Foi a pergunta que, como um pedregulho alojado ao calcanhar, acompanhou e perturbou-o durante todo o caminho. Questionava-se: “se eu vivesse na Lua, ou em Marte, e lá cometesse o ato mais canalha e mais desonesto que se possa imaginar, e lá fosse achincalhado e desonrado como só se pode sentir e imaginar às vezes dormindo, num pesadelo, e se, vindo parar na Terra, eu continuasse a ter consciência do que cometi no outro planeta e, além disso, soubesse que nunca mais, de jeito nenhum, voltaria para lá, então, olhando a Lua da Terra – tudo me seria indiferente ou não? Sentiria vergonha por aquele ato ou não?”. Embora a indiferença seja um casaco confortável, que vestimos em diversos momentos da vida afim de evitar o sofrimento e a indignação, nós – e até mesmo o Homem Ridículo – somos naturalmente incapazes de ignorar um pranto indignado de criança. Na realidade, acabamos nos acostumando a fugir, a inventar desculpas para nossa inabilidade em fazer as escolhas certas ou imobilidade diante da maldade, e assim aplacamos a nós mesmos diante das cruéis contradições do mundo.

Ocorre que, uma vez desperto para seu incômodo, o Homem Ridículo pôs-se a pensar, incessantemente, sobre as motivações para a vergonha que sentira ao abandonar aquela pequenina menina. Pensou tanto que se cansou, e de tão cansado adormeceu sobre a mesa onde repousava, junto a ele, o tal revólver. Para sua surpresa, viu-se, de repente, em um sonho estranho, onde tirava sua vida colocando uma bala bem no meio de seu coração – estranhamente, no coração! Não na cabeça, como havia planejado.
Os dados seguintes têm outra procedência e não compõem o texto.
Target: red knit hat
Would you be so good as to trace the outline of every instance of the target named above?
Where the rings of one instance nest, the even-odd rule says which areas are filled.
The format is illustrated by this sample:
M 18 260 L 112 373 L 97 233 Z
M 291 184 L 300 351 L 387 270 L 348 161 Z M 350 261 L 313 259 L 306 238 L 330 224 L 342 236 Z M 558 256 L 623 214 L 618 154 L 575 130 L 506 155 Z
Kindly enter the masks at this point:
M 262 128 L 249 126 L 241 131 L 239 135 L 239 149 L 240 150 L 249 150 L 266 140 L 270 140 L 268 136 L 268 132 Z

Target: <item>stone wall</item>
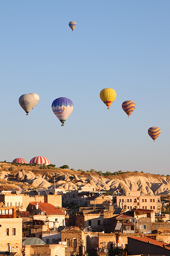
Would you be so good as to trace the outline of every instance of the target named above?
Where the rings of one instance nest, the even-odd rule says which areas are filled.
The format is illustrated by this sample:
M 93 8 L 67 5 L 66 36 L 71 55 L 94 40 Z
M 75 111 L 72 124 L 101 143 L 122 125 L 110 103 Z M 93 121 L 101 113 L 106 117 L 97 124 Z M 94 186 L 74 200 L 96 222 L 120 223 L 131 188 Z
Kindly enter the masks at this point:
M 62 207 L 62 197 L 61 195 L 44 195 L 44 202 L 50 203 L 56 207 Z
M 24 256 L 65 256 L 66 247 L 64 244 L 23 245 L 22 253 Z

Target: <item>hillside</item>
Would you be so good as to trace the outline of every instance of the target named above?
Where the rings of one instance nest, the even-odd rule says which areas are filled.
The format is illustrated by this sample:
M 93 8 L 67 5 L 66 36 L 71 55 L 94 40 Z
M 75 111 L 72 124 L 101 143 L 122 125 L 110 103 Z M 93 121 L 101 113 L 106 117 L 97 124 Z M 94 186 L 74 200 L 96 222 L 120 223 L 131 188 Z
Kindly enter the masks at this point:
M 170 195 L 170 177 L 168 176 L 129 172 L 118 172 L 106 176 L 95 173 L 53 167 L 43 169 L 40 169 L 40 167 L 0 162 L 0 189 L 19 187 L 24 189 L 53 188 L 55 177 L 56 188 L 63 191 L 85 186 L 111 192 L 119 189 L 126 191 L 141 190 L 144 194 Z

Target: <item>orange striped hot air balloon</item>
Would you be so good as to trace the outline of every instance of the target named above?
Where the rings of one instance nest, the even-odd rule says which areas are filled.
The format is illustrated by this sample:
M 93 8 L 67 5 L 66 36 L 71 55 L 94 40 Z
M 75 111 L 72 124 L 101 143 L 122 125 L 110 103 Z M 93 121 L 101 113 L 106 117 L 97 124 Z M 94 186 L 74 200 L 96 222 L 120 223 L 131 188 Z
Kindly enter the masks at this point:
M 128 117 L 130 117 L 130 115 L 136 108 L 136 104 L 132 101 L 126 101 L 123 102 L 122 107 L 125 112 L 128 115 Z
M 152 140 L 155 141 L 160 135 L 161 130 L 158 127 L 151 127 L 148 129 L 148 133 Z
M 105 88 L 101 91 L 100 97 L 109 109 L 110 106 L 116 98 L 116 93 L 112 88 Z

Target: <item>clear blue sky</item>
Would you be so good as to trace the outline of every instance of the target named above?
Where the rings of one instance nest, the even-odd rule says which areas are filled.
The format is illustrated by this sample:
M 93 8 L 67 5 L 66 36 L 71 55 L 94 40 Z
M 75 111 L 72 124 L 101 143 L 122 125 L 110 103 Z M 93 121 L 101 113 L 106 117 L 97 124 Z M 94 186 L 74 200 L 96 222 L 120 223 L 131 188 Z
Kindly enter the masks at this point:
M 0 161 L 170 174 L 170 10 L 169 0 L 0 1 Z M 30 93 L 40 101 L 26 116 L 18 100 Z M 59 97 L 74 104 L 64 127 L 51 109 Z

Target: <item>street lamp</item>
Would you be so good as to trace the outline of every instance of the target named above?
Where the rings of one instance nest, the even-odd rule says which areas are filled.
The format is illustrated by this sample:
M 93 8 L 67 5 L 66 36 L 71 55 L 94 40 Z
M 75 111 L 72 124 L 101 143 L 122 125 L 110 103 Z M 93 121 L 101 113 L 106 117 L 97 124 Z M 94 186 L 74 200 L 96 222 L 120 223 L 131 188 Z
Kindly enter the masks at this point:
M 74 237 L 74 238 L 71 238 L 71 239 L 69 239 L 67 240 L 67 256 L 69 256 L 69 241 L 74 240 L 74 239 L 76 239 L 76 237 Z

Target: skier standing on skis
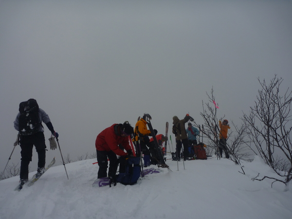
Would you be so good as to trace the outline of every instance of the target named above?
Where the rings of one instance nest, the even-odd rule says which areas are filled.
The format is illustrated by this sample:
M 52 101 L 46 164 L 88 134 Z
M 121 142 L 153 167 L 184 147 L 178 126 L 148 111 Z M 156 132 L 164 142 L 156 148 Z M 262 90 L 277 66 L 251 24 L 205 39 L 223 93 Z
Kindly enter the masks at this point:
M 38 107 L 36 100 L 30 99 L 27 101 L 20 103 L 19 112 L 17 114 L 14 123 L 14 128 L 19 132 L 19 143 L 21 148 L 20 173 L 21 185 L 28 180 L 28 166 L 32 161 L 34 145 L 38 157 L 36 177 L 39 177 L 44 172 L 47 147 L 42 122 L 46 124 L 53 135 L 56 138 L 59 136 L 54 129 L 50 117 L 43 110 Z
M 145 167 L 149 166 L 151 164 L 151 153 L 149 149 L 148 149 L 147 147 L 151 148 L 151 150 L 152 149 L 155 149 L 155 147 L 152 148 L 153 145 L 150 144 L 150 140 L 148 136 L 151 136 L 151 134 L 150 130 L 148 130 L 147 128 L 147 122 L 146 122 L 147 115 L 148 115 L 148 117 L 150 116 L 149 114 L 144 113 L 143 117 L 136 124 L 136 125 L 135 126 L 134 138 L 133 139 L 133 142 L 135 146 L 137 151 L 136 156 L 137 157 L 141 156 L 141 153 L 144 154 L 143 160 L 144 161 Z M 150 119 L 151 119 L 151 116 L 150 116 L 149 118 Z M 157 133 L 157 130 L 154 129 L 154 132 L 155 132 L 155 134 L 156 134 Z M 138 140 L 140 140 L 140 146 L 138 145 Z
M 108 158 L 110 161 L 109 177 L 112 179 L 115 176 L 118 166 L 116 165 L 117 155 L 125 158 L 125 162 L 120 165 L 120 172 L 125 172 L 125 170 L 121 169 L 126 164 L 126 160 L 132 154 L 128 136 L 132 136 L 133 133 L 134 128 L 127 121 L 123 124 L 113 124 L 98 134 L 95 140 L 97 159 L 99 166 L 98 179 L 108 176 Z M 126 149 L 127 153 L 119 147 L 120 144 Z
M 187 124 L 188 127 L 185 131 L 187 134 L 187 139 L 188 141 L 189 144 L 190 145 L 198 145 L 197 142 L 197 136 L 200 135 L 200 131 L 195 127 L 192 126 L 191 123 L 189 123 Z
M 219 128 L 220 128 L 220 134 L 219 135 L 219 151 L 220 152 L 220 156 L 222 157 L 222 150 L 225 154 L 226 158 L 229 158 L 229 154 L 227 151 L 226 146 L 226 140 L 227 140 L 227 132 L 228 129 L 230 128 L 228 125 L 228 120 L 224 119 L 223 122 L 219 121 Z
M 182 143 L 183 146 L 183 159 L 186 160 L 188 157 L 188 142 L 187 135 L 185 131 L 185 125 L 191 117 L 187 114 L 183 119 L 180 120 L 177 116 L 172 118 L 173 122 L 172 124 L 172 133 L 175 135 L 176 142 L 177 144 L 176 159 L 179 160 L 181 159 L 181 150 L 182 149 Z

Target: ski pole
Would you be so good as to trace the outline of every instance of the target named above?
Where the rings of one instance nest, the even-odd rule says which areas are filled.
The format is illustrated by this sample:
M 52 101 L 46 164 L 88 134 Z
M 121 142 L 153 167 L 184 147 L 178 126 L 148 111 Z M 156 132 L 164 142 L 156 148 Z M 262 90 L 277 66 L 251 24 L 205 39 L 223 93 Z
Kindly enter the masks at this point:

Depois de morto e enterrado, era retirado de seu túmulo e carregado para um outro planeta, muito semelhante à Terra, mas, de fato, muito diferente em seus habitantes.
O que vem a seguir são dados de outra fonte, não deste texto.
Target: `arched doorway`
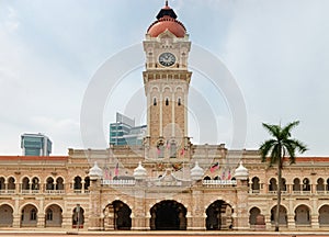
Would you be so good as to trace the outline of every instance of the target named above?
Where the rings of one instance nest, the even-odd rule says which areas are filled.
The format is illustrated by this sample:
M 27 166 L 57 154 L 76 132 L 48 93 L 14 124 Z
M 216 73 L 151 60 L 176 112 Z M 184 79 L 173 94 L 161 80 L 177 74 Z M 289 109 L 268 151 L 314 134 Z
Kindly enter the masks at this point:
M 36 227 L 37 225 L 37 208 L 27 204 L 22 208 L 21 227 Z
M 63 210 L 60 206 L 53 204 L 46 208 L 45 227 L 61 227 Z
M 11 227 L 13 222 L 13 210 L 10 205 L 0 206 L 0 227 Z
M 275 215 L 276 215 L 276 205 L 271 208 L 271 223 L 275 224 Z M 286 226 L 287 225 L 287 214 L 286 208 L 283 205 L 280 205 L 279 210 L 279 224 Z
M 114 201 L 104 208 L 104 228 L 129 230 L 132 228 L 132 210 L 122 201 Z
M 161 201 L 150 208 L 150 229 L 184 230 L 186 229 L 186 207 L 177 201 Z
M 257 216 L 260 214 L 260 210 L 258 207 L 252 207 L 249 212 L 249 224 L 250 226 L 257 225 Z
M 78 210 L 77 210 L 78 208 Z M 78 205 L 72 211 L 72 228 L 83 228 L 84 224 L 84 210 Z
M 329 205 L 322 205 L 319 210 L 320 226 L 329 226 Z
M 213 202 L 206 210 L 206 229 L 220 230 L 232 228 L 232 208 L 223 200 Z
M 295 210 L 295 224 L 296 226 L 309 226 L 310 225 L 310 211 L 307 205 L 299 205 Z

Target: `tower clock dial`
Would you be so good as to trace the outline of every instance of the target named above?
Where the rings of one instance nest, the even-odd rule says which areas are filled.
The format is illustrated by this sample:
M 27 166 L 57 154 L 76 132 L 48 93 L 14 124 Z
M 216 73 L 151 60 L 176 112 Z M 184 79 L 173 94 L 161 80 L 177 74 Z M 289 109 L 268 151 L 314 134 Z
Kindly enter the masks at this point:
M 166 53 L 160 54 L 159 63 L 160 63 L 160 65 L 162 65 L 164 67 L 170 67 L 175 63 L 175 57 L 173 54 L 166 52 Z

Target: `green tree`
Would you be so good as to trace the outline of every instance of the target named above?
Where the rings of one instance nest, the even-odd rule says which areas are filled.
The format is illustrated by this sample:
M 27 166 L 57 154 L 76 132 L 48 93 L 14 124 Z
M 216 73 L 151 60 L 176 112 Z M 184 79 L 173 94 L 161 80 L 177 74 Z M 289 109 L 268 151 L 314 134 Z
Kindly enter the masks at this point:
M 307 150 L 306 145 L 302 142 L 292 138 L 291 131 L 299 124 L 299 121 L 292 122 L 286 126 L 275 124 L 265 124 L 263 127 L 272 136 L 271 139 L 264 140 L 259 150 L 262 162 L 269 161 L 269 166 L 277 165 L 277 204 L 275 213 L 275 232 L 279 232 L 279 215 L 281 206 L 281 191 L 282 191 L 282 170 L 284 158 L 288 158 L 290 163 L 295 163 L 296 151 L 300 154 Z

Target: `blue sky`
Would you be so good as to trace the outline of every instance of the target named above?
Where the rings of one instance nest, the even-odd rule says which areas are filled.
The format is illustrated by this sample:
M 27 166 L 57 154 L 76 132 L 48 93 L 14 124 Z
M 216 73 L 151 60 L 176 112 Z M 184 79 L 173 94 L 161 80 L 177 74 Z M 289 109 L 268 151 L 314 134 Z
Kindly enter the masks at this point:
M 329 156 L 329 1 L 169 3 L 192 44 L 212 52 L 235 77 L 248 114 L 245 148 L 257 148 L 268 137 L 262 122 L 300 120 L 294 135 L 308 145 L 306 155 Z M 20 135 L 27 132 L 48 135 L 56 155 L 66 155 L 69 147 L 83 148 L 80 111 L 91 78 L 111 56 L 144 40 L 163 4 L 161 0 L 0 0 L 0 154 L 21 154 Z M 109 94 L 105 137 L 116 111 L 143 123 L 141 70 L 129 74 Z M 193 120 L 193 113 L 200 112 L 191 111 L 192 140 L 230 147 L 230 109 L 207 83 L 194 72 L 191 88 L 211 104 L 218 131 L 214 135 L 211 127 L 195 128 L 200 117 L 207 117 Z M 135 97 L 140 108 L 127 110 Z M 190 103 L 197 102 L 192 97 Z M 208 135 L 200 136 L 200 129 Z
Lá todos eram tão puros que seria impossível para nós imaginarmos. “Os olhos dessa gente feliz reluziam com um brilho límpido. Os seus rostos irradiavam uma razão e uma certa consciência que já atingira a plena serenidade, mas esses rostos eram alegres; nas palavras e nas vozes dessa gente soava uma alegria de criança. Ah, imediatamente, no primeiro olhar que lancei aos seus rostos, entendi tudo, tudo! Essa era a Terra não profanada pelo pecado original, nela vivia uma gente sem pecado (…)”.

Aqueles homens e mulheres tão distintos não conheciam a mentira, a inveja ou o rancor, e envolviam o Homem Ridículo em seu habitat repleto de amor – coisa que ele não podia compreender, mas apreendia em seu coração. Porém, como nossos sábios avós costumavam dizer, basta uma fruta estragada para que se comprometa todo o cesto, e não demorou muito para que a influência do Homem Ridículo lhes afetasse a moral.

Sim, sim, o resultado foi que eu perverti todos eles!” De tão indiferente que era, não lhe ocorreu que o mundo, por sua vez, não era indiferente a ele, e que sua existência tinha parte na corrupção daquele mesmo mundo. Quando via a maldade e a ausência de ética que tanto apontava naquela Terra que abandonara através de seu suicídio, o Homem Ridículo jamais tomara partido, jamais esforçara-se a fazer o bem e nem mesmo se pôs a ajudar a garotinha que lhe implorava por atenção. Sua indiferença havia feito dele parte da podridão que ele queria ignorar.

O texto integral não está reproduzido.